What Proprietors Need to Know About Current and Capital Expenses Before Depreciating Their Properties

Owners of rental real estate can take advantage of several tax benefits when they are filing their annual returns. However, those property owners need to know how the tax regulations in their jurisdiction regard current expenses and capital expenses. This article gives a general overview of those two expense types. Use this information to make the right decision about which expenses should be included on the investment property depreciation-schedule.

Current Expenses

Current expenses refer to the costs that you may incur in order to maintain the condition of your rental property. For instance, you may need to apply fertilisers on the lawn so that the grass remains healthy and vibrant. Such expenses are usually deducted in their entirety from the gross income that you generate from that rental property during a given year. Those costs are usually deducted fully because many of them are costs that are incurred each year. The taxable income is what remains once you have deducted those current costs.

Capital Costs

Capital costs are costs that you may incur in order to prolong the useful life of your rental property. For instance, you may replace an aging roof so that your rental building is not destroyed by water ingress when it rains. Capital expenses also include the costs that you incur in order to alter the function that a section of your rental property can perform. For instance, you may convert a basement into an office. The costs that you incur, such as installing air conditioning and new office furniture, can be depreciated over several years since they are capital expenses. Any expense that increases the value of the rental property may also be regarded as a capital cost. For instance, installing a new driveway is a capital cost because it improves the curb appeal of the rental property.

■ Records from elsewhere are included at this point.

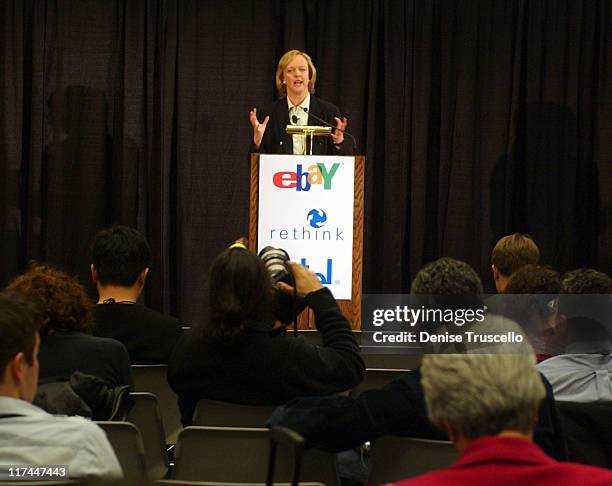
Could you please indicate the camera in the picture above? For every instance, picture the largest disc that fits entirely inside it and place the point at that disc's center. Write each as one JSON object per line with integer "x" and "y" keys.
{"x": 275, "y": 261}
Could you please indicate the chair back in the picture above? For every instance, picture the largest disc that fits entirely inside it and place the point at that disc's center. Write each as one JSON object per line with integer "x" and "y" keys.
{"x": 587, "y": 428}
{"x": 240, "y": 455}
{"x": 126, "y": 441}
{"x": 178, "y": 482}
{"x": 224, "y": 414}
{"x": 153, "y": 379}
{"x": 394, "y": 458}
{"x": 146, "y": 417}
{"x": 376, "y": 378}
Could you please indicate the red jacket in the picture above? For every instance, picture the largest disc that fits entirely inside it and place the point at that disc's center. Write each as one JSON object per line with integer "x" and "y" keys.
{"x": 510, "y": 461}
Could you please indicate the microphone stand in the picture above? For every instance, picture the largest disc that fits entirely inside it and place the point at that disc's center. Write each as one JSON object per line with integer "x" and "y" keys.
{"x": 334, "y": 127}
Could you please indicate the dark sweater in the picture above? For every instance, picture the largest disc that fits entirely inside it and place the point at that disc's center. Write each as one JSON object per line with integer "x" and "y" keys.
{"x": 64, "y": 353}
{"x": 277, "y": 141}
{"x": 263, "y": 367}
{"x": 338, "y": 423}
{"x": 148, "y": 335}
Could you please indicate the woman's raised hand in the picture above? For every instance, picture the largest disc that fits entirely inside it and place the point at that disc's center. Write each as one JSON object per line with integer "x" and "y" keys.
{"x": 258, "y": 128}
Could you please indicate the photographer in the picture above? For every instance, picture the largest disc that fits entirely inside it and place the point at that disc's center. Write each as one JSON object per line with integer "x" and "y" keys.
{"x": 238, "y": 356}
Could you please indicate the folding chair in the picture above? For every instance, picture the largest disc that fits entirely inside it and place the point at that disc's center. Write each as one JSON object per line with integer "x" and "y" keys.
{"x": 233, "y": 454}
{"x": 146, "y": 417}
{"x": 153, "y": 379}
{"x": 223, "y": 414}
{"x": 394, "y": 458}
{"x": 126, "y": 441}
{"x": 376, "y": 378}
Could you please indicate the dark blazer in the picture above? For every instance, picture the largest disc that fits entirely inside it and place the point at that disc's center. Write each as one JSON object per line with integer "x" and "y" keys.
{"x": 65, "y": 352}
{"x": 277, "y": 141}
{"x": 263, "y": 367}
{"x": 148, "y": 335}
{"x": 338, "y": 423}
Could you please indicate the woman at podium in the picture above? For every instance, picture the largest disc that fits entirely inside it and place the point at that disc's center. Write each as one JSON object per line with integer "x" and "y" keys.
{"x": 295, "y": 81}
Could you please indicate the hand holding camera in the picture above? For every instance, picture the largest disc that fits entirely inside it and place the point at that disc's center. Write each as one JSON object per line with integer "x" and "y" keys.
{"x": 305, "y": 281}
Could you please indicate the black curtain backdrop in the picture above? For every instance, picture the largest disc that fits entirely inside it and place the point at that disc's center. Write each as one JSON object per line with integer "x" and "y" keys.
{"x": 477, "y": 119}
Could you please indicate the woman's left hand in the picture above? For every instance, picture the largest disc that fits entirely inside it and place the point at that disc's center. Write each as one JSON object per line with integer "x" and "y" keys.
{"x": 338, "y": 134}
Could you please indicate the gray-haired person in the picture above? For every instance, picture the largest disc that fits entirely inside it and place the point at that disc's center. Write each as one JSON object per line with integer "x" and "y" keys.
{"x": 488, "y": 405}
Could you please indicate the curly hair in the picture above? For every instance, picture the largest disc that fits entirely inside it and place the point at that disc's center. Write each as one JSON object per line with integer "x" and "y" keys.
{"x": 62, "y": 299}
{"x": 586, "y": 281}
{"x": 240, "y": 290}
{"x": 513, "y": 252}
{"x": 447, "y": 276}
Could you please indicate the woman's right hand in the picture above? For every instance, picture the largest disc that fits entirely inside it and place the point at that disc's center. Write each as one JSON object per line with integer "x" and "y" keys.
{"x": 258, "y": 128}
{"x": 305, "y": 281}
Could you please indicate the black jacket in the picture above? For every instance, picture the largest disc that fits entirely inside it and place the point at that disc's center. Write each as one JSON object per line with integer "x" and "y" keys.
{"x": 65, "y": 352}
{"x": 148, "y": 335}
{"x": 263, "y": 367}
{"x": 277, "y": 141}
{"x": 339, "y": 423}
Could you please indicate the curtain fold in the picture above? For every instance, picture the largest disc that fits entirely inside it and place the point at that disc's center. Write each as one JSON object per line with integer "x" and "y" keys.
{"x": 477, "y": 119}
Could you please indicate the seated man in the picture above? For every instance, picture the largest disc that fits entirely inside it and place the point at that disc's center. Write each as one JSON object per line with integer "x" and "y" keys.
{"x": 121, "y": 259}
{"x": 238, "y": 356}
{"x": 339, "y": 423}
{"x": 529, "y": 297}
{"x": 487, "y": 403}
{"x": 30, "y": 436}
{"x": 511, "y": 253}
{"x": 583, "y": 373}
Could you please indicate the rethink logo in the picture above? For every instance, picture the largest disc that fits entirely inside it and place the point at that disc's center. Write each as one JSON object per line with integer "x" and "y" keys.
{"x": 325, "y": 278}
{"x": 303, "y": 180}
{"x": 316, "y": 218}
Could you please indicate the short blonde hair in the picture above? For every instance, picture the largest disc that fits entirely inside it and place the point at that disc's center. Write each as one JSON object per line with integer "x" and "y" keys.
{"x": 282, "y": 64}
{"x": 483, "y": 394}
{"x": 513, "y": 252}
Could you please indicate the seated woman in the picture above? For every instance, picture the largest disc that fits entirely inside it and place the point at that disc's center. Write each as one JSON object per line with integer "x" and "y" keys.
{"x": 238, "y": 356}
{"x": 66, "y": 343}
{"x": 530, "y": 301}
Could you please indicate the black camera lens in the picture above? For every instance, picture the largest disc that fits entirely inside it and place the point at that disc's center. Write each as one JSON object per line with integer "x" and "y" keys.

The next step that you should know after identifying the capital expenses is how to calculate the rate of depreciation for each of the expenses that qualify for that tax benefit. A depreciation schedule helps you to track the deductions that you need to make for each of the different expenses. For instance, the depreciation of the building itself is usually calculated over a longer duration when compared to the duration during which furniture can be depreciated. A well-prepared schedule helps you to know how to depreciate each expense until it reaches the end of its useful life.

As you can see, some experience and knowledge of all the applicable laws is needed as you prepare the different documents included in your tax returns, such as the investment property depreciation schedule. It is therefore advisable for you to hire an experienced tax accountant so that you don't make any errors that may lead you to miss taking advantage of the tax benefits that you are entitled to.